Jugalbandi Listening to Lalgudi Vijayalakshmi and Pravin Godkinde was a pleasant experience, as was the concert by Kunnakkudy Balamuralikrishna.
The jugalbandi between Lalgudi Vijayalakshmi on the violin and Pravin Godkinde on the flute for Brahma Gana Sabha, was a reasonably pleasant experience. The raga delineations were handled by each artist in his/her own style, Carnatic and Hindustani respectively.
After an alapana of Hamsadhwani, Vijayalakshmi took up ‘Vatapi Ganapatim'; though Pravin's was a different bandish, it sounded very much like the Dikshitar composition. Swarams for the madhyamakala phrase in the charanam also were played in the two different styles.
The evocative and leisurely elaboration of Malayamarutham by Vijayalakshmi was marked by depth and was followed by Tyagaraja's ‘Manasa Etulo'. During the kalpanaswaras, the coordination between the violinist and Ramesh on the mridangam attracted attention. When his turn came, Pravin delineated Bageshree, a raga with which the audience is familiar, and played two pieces set to two different talas. Excellent control of fingering could be discerned in the fast-paced dribbles in the alap, but it was a little over done.
Charukesi was the raga chosen for the main piece. While it was a typical Carnatic alapana by Vijayalakshmi, it was soulful Hindustani flavour from Pravin. The pallavi set to adi talam 2 kalai by Lalgudi Jayaraman – apparently simple but quite intricate in reality – was handled with expertise by both; Pravin had no problem adapting to the Carnatic mode in the tanam and swara segments. Both played a soothing ragamalika also in the kalpanaswaras. For a while, the mridangam accompanied the flute and tabla, the violin. The avartana by Ramesh and Udhayraj Karpur was vibrant.
Satisfying for rasikas
The fairly full auditorium was proof of the growing popularity of Kunnakkudy Balamuralikrishna. He and his violin accompanist Akkarai Subbulakshmi vied with each other in the raga alapana.

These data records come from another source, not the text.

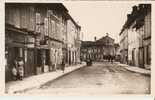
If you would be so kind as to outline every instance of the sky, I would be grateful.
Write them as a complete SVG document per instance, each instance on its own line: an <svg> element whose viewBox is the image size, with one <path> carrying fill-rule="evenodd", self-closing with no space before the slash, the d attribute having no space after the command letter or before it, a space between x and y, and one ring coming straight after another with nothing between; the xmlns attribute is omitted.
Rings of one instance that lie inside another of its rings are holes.
<svg viewBox="0 0 155 100"><path fill-rule="evenodd" d="M131 13L136 2L65 2L73 19L81 26L82 40L94 41L109 34L119 42L119 33L124 25L127 14Z"/></svg>

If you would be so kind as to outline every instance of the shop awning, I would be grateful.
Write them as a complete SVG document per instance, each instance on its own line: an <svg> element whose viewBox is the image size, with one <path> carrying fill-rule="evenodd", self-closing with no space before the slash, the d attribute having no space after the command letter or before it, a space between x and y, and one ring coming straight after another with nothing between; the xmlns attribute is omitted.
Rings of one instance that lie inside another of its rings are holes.
<svg viewBox="0 0 155 100"><path fill-rule="evenodd" d="M8 46L8 47L21 47L21 48L24 48L25 47L24 44L22 44L22 43L16 43L16 42L6 43L5 45Z"/></svg>

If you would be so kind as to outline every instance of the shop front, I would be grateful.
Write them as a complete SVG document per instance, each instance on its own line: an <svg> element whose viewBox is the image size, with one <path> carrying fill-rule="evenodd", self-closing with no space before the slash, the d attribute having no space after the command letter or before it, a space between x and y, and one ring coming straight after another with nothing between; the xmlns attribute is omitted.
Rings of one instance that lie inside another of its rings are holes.
<svg viewBox="0 0 155 100"><path fill-rule="evenodd" d="M7 63L5 79L7 82L13 80L12 68L15 66L15 60L20 57L24 61L25 35L6 30L5 36L5 58Z"/></svg>
<svg viewBox="0 0 155 100"><path fill-rule="evenodd" d="M15 60L19 58L24 62L24 77L36 74L34 37L28 35L26 32L25 34L23 33L18 32L18 30L6 30L6 81L13 80L12 69L15 67Z"/></svg>
<svg viewBox="0 0 155 100"><path fill-rule="evenodd" d="M50 66L50 48L48 45L37 46L36 70L37 74L49 72Z"/></svg>
<svg viewBox="0 0 155 100"><path fill-rule="evenodd" d="M26 44L24 50L24 61L25 61L25 77L32 76L36 74L35 66L35 39L33 36L27 35L25 37Z"/></svg>

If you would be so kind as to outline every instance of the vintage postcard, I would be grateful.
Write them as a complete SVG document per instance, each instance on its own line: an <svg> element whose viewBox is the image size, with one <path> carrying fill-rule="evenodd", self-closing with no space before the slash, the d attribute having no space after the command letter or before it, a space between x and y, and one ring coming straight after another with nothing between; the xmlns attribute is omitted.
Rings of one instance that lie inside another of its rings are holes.
<svg viewBox="0 0 155 100"><path fill-rule="evenodd" d="M5 1L5 94L151 94L153 1Z"/></svg>

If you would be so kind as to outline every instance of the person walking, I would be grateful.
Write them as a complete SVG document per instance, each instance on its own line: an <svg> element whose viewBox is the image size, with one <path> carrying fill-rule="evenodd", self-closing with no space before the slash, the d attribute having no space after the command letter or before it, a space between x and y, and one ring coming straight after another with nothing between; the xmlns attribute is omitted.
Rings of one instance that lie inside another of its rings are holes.
<svg viewBox="0 0 155 100"><path fill-rule="evenodd" d="M24 62L23 59L20 57L18 60L18 78L19 80L23 80L24 76Z"/></svg>
<svg viewBox="0 0 155 100"><path fill-rule="evenodd" d="M58 52L55 50L55 62L54 62L54 70L57 71L57 59L58 59Z"/></svg>
<svg viewBox="0 0 155 100"><path fill-rule="evenodd" d="M15 81L17 80L17 77L18 77L18 75L17 75L17 68L18 68L18 62L17 62L17 59L15 59L14 66L12 68L13 80L15 80Z"/></svg>
<svg viewBox="0 0 155 100"><path fill-rule="evenodd" d="M65 71L65 57L62 58L62 66L61 66L61 70L62 70L63 73L64 73L64 71Z"/></svg>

The cheerful and lively mood that set in with the Kanada varnam in Ata talam and the song ‘Pahi Pahi Bala Ganapathe' in Hamsadhwani was sustained throughout the concert, in spite of the power playing truant frequently in the first half.
Balamurali's clarity in the sangatis, be it in the raga delineations or in the kritis as well as the proper enunciation of the lyric, combined with overall ‘azhutham' went a long way in making his concert worth listening to. Besides, as it was the beginning of the season his voice too was fresh.

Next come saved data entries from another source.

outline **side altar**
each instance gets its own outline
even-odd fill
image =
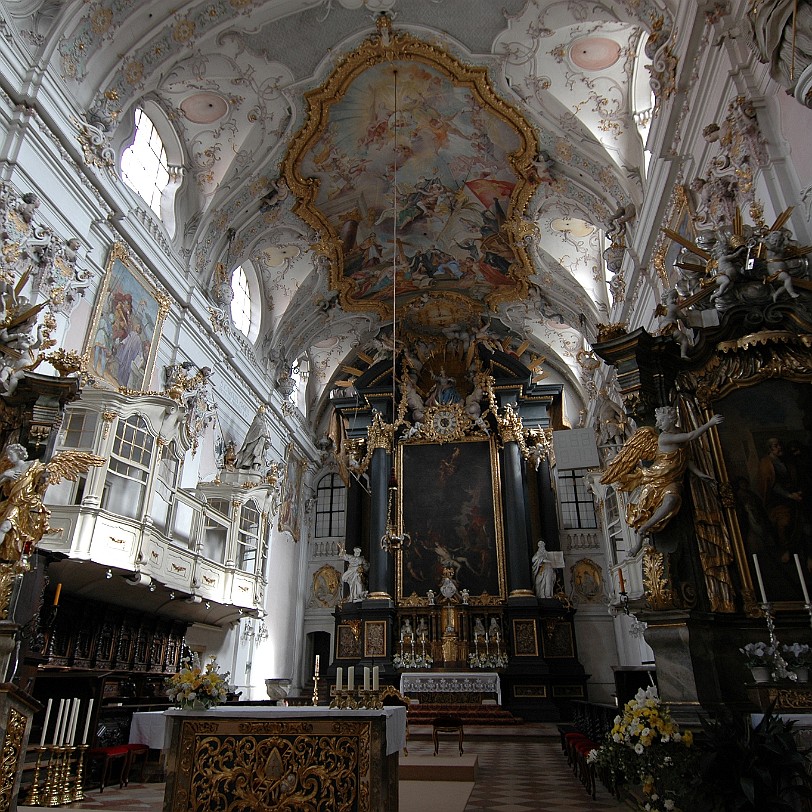
[[[168,710],[164,812],[398,808],[406,708]]]

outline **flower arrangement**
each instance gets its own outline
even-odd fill
[[[769,667],[775,656],[775,648],[762,642],[748,643],[739,651],[747,658],[748,668]]]
[[[690,731],[681,733],[653,686],[635,694],[615,717],[606,743],[593,750],[594,763],[609,786],[637,784],[647,812],[677,812],[690,786],[697,756]]]
[[[809,665],[809,646],[806,643],[786,643],[781,646],[781,651],[787,665],[790,668],[802,668]]]
[[[202,706],[211,708],[226,701],[229,672],[220,673],[214,657],[205,668],[200,667],[197,654],[181,660],[182,668],[166,679],[166,693],[179,708]]]

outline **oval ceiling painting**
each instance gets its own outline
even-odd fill
[[[537,143],[483,69],[378,35],[308,103],[285,180],[345,308],[391,314],[395,269],[399,306],[447,291],[480,304],[522,295]]]

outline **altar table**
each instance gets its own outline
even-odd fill
[[[423,671],[400,675],[400,692],[406,696],[426,693],[496,694],[502,704],[502,688],[495,671]]]
[[[162,715],[164,812],[398,808],[404,707],[221,706]]]

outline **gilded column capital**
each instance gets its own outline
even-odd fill
[[[372,425],[367,434],[367,454],[371,455],[376,448],[391,451],[394,436],[395,427],[390,423],[384,423],[380,412],[373,412]]]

The raga alapana of Chakravakam and the swaraprasthara for ‘Inkadayara' by Balamuralikrishna and Subbulakshmi were appealing. The sub-main was Udayaravichandrika with the Swati Tirunal composition ‘Saamodam.'
The vibrant delineations by the two artists explored the raga's nuances in detail, sticking to the swara framework; the niraval and the swaras also were equally good.
A fast paced Devamanohari piece ‘Kannatandri' was followed by the main item Kalyani.

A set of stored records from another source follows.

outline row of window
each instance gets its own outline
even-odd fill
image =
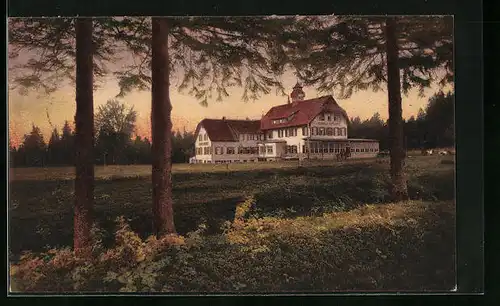
[[[306,136],[307,136],[307,128],[306,128]],[[347,128],[324,128],[324,127],[312,127],[311,128],[312,136],[347,136]]]
[[[309,150],[308,148],[311,148],[310,153],[340,153],[341,150],[345,150],[345,147],[340,146],[337,143],[311,143],[309,146],[303,145],[302,146],[302,152],[308,153]],[[351,152],[357,152],[357,153],[376,153],[378,152],[378,149],[376,148],[351,148]]]
[[[319,121],[340,121],[340,117],[337,115],[331,115],[331,114],[322,114],[318,116]]]
[[[240,134],[240,141],[246,140],[264,140],[264,134]]]
[[[207,140],[208,140],[208,134],[198,135],[198,141],[207,141]]]
[[[259,153],[259,147],[226,147],[226,152],[225,154],[228,155],[233,155],[236,154],[258,154]],[[215,155],[223,155],[224,154],[224,147],[215,147]]]
[[[297,128],[288,128],[278,130],[278,138],[297,136]]]
[[[197,147],[196,155],[210,155],[212,154],[212,147]]]
[[[345,150],[345,147],[340,146],[337,143],[311,143],[309,145],[303,145],[302,146],[302,152],[308,153],[309,150],[308,148],[311,148],[310,153],[340,153],[341,150]],[[376,153],[379,151],[377,148],[351,148],[351,152],[356,152],[356,153]],[[234,147],[227,147],[226,148],[226,154],[228,155],[233,155],[236,154],[236,151],[238,151],[238,154],[258,154],[259,153],[259,147],[240,147],[240,148],[234,148]],[[260,147],[260,153],[264,154],[273,154],[273,147],[272,146],[262,146]],[[286,146],[286,153],[287,154],[296,154],[298,153],[298,147],[293,145],[293,146]],[[197,155],[211,155],[212,154],[212,147],[198,147],[196,148],[196,154]],[[224,154],[224,147],[215,147],[215,154],[216,155],[222,155]]]
[[[283,137],[294,137],[297,136],[297,128],[288,128],[288,129],[280,129],[278,130],[278,138]],[[309,128],[302,128],[302,135],[309,136]],[[312,136],[347,136],[347,128],[324,128],[324,127],[312,127],[311,128]],[[273,132],[269,132],[267,134],[267,139],[273,138]]]

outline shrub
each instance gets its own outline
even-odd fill
[[[238,205],[221,235],[207,236],[201,224],[185,236],[141,239],[119,218],[115,245],[98,252],[96,238],[89,258],[70,249],[26,252],[11,265],[11,290],[444,290],[454,284],[452,203],[365,205],[293,219],[255,218],[248,214],[252,203],[249,197]]]

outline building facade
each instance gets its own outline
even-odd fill
[[[196,127],[191,162],[232,163],[286,159],[375,157],[379,143],[349,139],[349,118],[332,96],[305,100],[297,84],[288,103],[272,107],[261,120],[204,119]]]

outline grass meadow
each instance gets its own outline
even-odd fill
[[[75,285],[74,268],[64,268],[72,271],[72,281],[57,272],[60,281],[52,275],[44,287],[45,278],[28,280],[26,271],[33,269],[24,267],[24,274],[17,272],[18,290],[451,290],[451,160],[453,156],[408,158],[411,201],[397,204],[388,199],[388,158],[311,161],[301,166],[296,161],[176,164],[173,195],[180,240],[161,247],[150,237],[151,167],[96,167],[94,219],[102,248],[123,251],[124,245],[137,242],[131,249],[140,259],[115,267],[116,259],[110,264],[101,256],[100,265],[89,268],[92,276],[82,277],[83,285]],[[11,169],[13,263],[26,261],[21,255],[27,250],[53,254],[49,250],[71,245],[73,171]],[[156,253],[148,253],[151,249]],[[45,262],[55,260],[47,256]]]

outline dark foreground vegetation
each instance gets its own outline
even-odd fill
[[[150,177],[100,179],[95,256],[85,260],[65,249],[73,182],[18,178],[12,290],[451,290],[454,165],[443,163],[451,158],[409,158],[412,200],[398,204],[388,203],[387,159],[178,171],[179,235],[160,240],[150,236]]]

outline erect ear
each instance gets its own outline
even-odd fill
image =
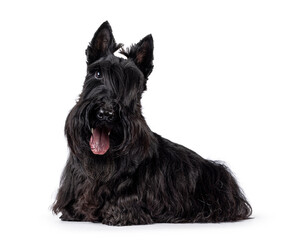
[[[130,49],[122,49],[120,53],[127,58],[131,58],[142,71],[145,78],[148,78],[153,69],[153,49],[153,38],[149,34],[139,43],[132,45]]]
[[[92,41],[85,51],[87,64],[91,64],[100,57],[113,54],[122,46],[122,44],[116,44],[115,38],[112,34],[111,26],[109,25],[108,21],[102,23],[95,32]]]

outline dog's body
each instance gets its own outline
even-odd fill
[[[109,225],[247,219],[251,207],[230,171],[153,133],[140,100],[153,69],[148,35],[114,56],[108,22],[87,54],[83,91],[68,115],[70,157],[55,213]]]

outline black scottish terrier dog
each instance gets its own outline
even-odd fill
[[[247,219],[230,170],[152,132],[141,97],[153,69],[151,35],[121,53],[104,22],[86,50],[87,76],[69,113],[70,157],[53,205],[66,221],[108,225]]]

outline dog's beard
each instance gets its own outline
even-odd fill
[[[92,128],[92,135],[90,138],[90,148],[91,151],[96,155],[104,155],[109,147],[109,135],[110,129],[101,127],[101,128]]]

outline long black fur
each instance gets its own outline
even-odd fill
[[[118,58],[108,22],[87,54],[87,76],[69,113],[70,156],[53,205],[66,221],[108,225],[223,222],[247,219],[251,207],[230,170],[153,133],[141,97],[153,69],[153,39],[143,38]],[[110,109],[111,121],[99,119]],[[97,115],[98,114],[98,115]],[[110,148],[91,151],[92,128],[107,128]]]

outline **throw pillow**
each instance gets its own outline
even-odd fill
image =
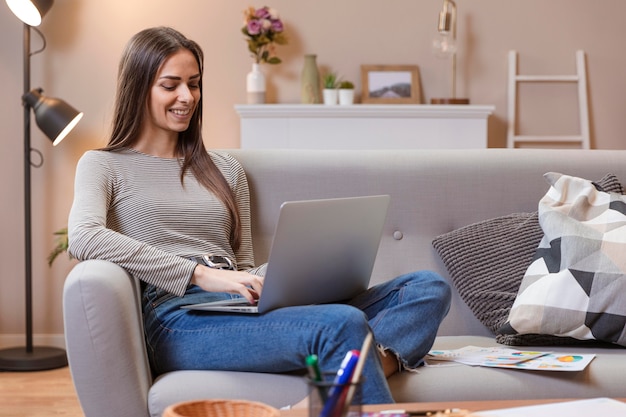
[[[594,183],[622,193],[613,174]],[[461,299],[475,317],[496,333],[507,321],[526,268],[543,237],[538,213],[514,213],[437,236],[432,244]],[[546,335],[497,334],[507,345],[559,345],[576,339]]]
[[[626,346],[626,197],[548,173],[544,232],[502,334],[543,334]]]
[[[513,213],[437,236],[432,244],[461,299],[496,332],[543,236],[537,213]]]

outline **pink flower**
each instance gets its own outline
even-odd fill
[[[251,20],[248,22],[248,33],[252,36],[258,35],[259,33],[261,33],[262,27],[263,24],[260,20]]]
[[[279,64],[274,44],[286,45],[283,22],[276,9],[248,7],[244,10],[244,26],[241,28],[246,37],[248,51],[257,63]]]
[[[259,19],[269,19],[270,18],[270,10],[268,7],[261,7],[257,9],[256,13],[254,13],[256,17]]]
[[[272,30],[276,33],[278,32],[282,32],[283,31],[283,22],[281,22],[280,20],[273,20],[272,21]]]

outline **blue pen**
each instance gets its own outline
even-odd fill
[[[341,362],[341,366],[339,367],[337,375],[333,381],[333,386],[328,392],[328,400],[324,403],[324,408],[320,413],[320,417],[333,417],[335,410],[338,409],[337,407],[341,407],[340,409],[343,410],[343,404],[340,404],[340,399],[345,391],[344,388],[348,387],[348,384],[350,383],[352,373],[354,372],[354,368],[356,367],[358,361],[358,350],[351,350],[343,358],[343,362]]]

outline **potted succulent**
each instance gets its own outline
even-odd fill
[[[339,104],[342,106],[354,103],[354,84],[344,80],[339,83]]]
[[[322,84],[324,85],[324,89],[322,90],[324,104],[337,104],[337,82],[337,74],[332,71],[327,72],[322,78]]]

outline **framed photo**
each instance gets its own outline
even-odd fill
[[[361,65],[363,103],[420,104],[417,65]]]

The alapana by Balamurali gripped the interest of the listeners as he delved into the richness of the raga; his effort was matched by Subbalakshmi on the violin.
The chosen composition was ‘Etavunara' of Tyagaraja.
As much time was consumed by the earlier pieces, he had to be satisfied with a somewhat short span of kalpanaswaras and do away with niraval.
Chidambaram Balashankar on the mridangam and K.V. Gopalakrishnan on the ganjira gave commendable support and played an interesting thani.